Computational hardware of the state

While Studwell's policy prescriptions are detailed and well-backed by empirical evidence, he places less emphasis on political and governmental factors that permeate sub rosa throughout the developmental stories of east Asian economies.

By way of analogy, the policy prescriptions may be a fuzzy, high-level algorithm for progressing early in the developmental trajectory, but they require an effective compiler and computational hardware to execute the code. The interpreter might be an effective legislative body that is capable of translating the prescriptions into locally appropriate policies, and the hardware itself might be an effective state bureaucracy that can execute the legislation.

These two factors — the effectiveness of a legislative body (in authoritarian systems, often just the executive), and the capacity of the state bureaucracy linger as latent variables beneath much of Studwell's analysis.

Why wasn't Malaysia's export-oriented manufacturing process successful, even though the state followed almost all of the specified policy prescriptions, including international exports for some industries? The apparent answer seems to be that the legislative system was slow to adapt to changing economic circumstances and cronyism allowed state supports to flow toward favored political sons rather than effective entrepreneurs.

It is therefore insufficient for a developing economy to adopt the east Asian development playbook in legislation if the bureaucratic capacity of the state is insufficient to effectively execute and enforce these policies. There seems to be room for adding a few more variables to Studwell's regression, perhaps taking a page from Tyler Cowen's discussion of key elements for state capacity.

Ontogeny comes in waves

The synthesis of Studwell's observations from developing east Asian economies and the broader empirical evidence of economic productivity in the developed world leads one to conclude that economic development occurs in at least two broad tranches. Early in the development process, unfashionable policies like protectionism and land redistribution are highly effective and maybe required, whereas in more developed economies these same policies mask useful price signals generated by open markets and prevent economies from reaching their full productive potential.

In this two-tranche model then, it seems intuitive that different policy prescriptions are called for at different stages in development.
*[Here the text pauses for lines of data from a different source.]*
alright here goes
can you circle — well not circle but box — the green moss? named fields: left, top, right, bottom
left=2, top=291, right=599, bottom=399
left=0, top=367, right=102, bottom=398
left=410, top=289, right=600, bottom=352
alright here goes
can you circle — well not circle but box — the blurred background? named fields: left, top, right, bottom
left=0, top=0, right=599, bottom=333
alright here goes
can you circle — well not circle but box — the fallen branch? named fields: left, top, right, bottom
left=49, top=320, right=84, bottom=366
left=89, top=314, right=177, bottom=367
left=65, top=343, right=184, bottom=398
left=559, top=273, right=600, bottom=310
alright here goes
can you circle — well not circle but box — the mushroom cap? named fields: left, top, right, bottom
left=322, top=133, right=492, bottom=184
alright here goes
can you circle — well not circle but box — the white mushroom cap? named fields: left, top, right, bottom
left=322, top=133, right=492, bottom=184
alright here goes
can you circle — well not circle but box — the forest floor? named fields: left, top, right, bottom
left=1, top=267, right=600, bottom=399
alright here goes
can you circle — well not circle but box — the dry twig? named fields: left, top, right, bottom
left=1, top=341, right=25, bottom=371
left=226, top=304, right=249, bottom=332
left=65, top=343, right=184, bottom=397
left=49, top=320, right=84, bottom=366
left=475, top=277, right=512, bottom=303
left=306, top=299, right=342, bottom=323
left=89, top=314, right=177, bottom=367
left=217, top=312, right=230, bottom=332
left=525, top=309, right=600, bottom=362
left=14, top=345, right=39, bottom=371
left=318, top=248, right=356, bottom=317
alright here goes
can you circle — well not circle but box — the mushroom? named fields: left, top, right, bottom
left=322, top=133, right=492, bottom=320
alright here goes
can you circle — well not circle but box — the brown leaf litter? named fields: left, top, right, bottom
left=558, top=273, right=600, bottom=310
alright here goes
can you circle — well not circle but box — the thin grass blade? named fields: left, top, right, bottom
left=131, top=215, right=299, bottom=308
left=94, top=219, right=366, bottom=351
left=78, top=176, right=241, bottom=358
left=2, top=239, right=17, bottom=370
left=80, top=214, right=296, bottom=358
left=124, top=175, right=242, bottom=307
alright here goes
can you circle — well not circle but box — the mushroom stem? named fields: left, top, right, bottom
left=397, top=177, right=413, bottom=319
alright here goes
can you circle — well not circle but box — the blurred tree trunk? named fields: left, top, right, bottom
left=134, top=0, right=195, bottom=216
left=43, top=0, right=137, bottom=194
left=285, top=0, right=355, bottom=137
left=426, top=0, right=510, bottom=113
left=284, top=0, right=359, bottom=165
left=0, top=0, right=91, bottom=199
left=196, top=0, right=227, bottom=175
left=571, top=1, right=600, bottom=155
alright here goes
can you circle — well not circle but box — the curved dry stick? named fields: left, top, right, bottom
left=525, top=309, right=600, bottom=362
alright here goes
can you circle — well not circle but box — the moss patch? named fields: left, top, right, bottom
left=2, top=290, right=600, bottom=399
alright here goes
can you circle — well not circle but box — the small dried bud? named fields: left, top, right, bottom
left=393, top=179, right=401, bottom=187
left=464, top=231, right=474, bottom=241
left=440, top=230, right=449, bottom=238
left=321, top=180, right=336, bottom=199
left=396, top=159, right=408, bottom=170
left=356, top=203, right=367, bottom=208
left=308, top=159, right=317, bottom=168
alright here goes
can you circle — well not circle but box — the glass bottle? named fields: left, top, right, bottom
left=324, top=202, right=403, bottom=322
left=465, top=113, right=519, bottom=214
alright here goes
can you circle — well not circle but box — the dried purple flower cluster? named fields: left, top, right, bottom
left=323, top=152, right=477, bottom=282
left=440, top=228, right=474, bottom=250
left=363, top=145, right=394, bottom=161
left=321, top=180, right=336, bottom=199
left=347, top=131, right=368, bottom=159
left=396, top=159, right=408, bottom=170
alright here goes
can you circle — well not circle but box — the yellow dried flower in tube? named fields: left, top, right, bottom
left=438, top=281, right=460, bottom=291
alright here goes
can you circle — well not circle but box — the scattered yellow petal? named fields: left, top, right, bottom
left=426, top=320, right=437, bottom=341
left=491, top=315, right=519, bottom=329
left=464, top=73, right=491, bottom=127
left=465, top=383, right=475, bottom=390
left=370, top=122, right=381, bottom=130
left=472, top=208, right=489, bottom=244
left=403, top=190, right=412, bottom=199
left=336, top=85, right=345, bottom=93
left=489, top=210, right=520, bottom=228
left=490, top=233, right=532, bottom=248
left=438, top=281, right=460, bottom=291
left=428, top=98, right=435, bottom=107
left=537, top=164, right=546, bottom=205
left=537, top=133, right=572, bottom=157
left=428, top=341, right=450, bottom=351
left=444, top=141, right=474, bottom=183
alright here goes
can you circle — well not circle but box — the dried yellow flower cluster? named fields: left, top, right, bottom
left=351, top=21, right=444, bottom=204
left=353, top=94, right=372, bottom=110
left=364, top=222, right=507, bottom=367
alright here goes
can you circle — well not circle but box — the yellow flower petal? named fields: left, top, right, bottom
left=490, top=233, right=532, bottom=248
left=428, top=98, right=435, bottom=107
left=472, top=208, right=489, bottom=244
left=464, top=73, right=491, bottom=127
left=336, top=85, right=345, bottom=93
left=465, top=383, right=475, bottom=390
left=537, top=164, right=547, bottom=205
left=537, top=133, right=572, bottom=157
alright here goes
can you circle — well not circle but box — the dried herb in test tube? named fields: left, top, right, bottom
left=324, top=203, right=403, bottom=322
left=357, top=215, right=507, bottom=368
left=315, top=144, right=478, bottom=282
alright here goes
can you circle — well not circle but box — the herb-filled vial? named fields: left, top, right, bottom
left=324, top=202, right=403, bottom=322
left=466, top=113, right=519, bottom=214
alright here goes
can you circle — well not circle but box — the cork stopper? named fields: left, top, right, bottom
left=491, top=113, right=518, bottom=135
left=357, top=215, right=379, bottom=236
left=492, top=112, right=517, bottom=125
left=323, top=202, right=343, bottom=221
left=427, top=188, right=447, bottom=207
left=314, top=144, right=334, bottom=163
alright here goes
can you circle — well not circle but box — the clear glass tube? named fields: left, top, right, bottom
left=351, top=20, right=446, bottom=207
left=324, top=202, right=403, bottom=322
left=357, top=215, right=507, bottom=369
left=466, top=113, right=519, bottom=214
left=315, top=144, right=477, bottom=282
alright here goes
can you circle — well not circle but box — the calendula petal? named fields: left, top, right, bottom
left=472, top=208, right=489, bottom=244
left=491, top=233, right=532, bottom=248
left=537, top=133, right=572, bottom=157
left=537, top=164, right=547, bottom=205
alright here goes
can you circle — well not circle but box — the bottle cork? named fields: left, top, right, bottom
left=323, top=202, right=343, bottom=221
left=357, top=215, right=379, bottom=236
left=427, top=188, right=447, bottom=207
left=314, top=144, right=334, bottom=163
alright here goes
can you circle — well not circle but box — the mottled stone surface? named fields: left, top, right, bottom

Could this notion be formalized in a more continuous fashion, perhaps using a set of dynamic policies that adapt to economic conditions based on empirical metrics? Similar ideas have been proposed for social programs in the form of automatic stabilizers. It seems reasonable to imagine that empirics could guide industrial and financial policy in a similar manner.

Dynamic policies in this fashion may soften some of the state capacity requirements highlighted above. If policies can adapt to changes in circumstances without rapid iteration from a governmental body, even a somewhat inefficient or sclerotic bureaucracy could execute the east Asian policy prescription, so long as the system functioned well enough to enact the dynamic policies at one point in time.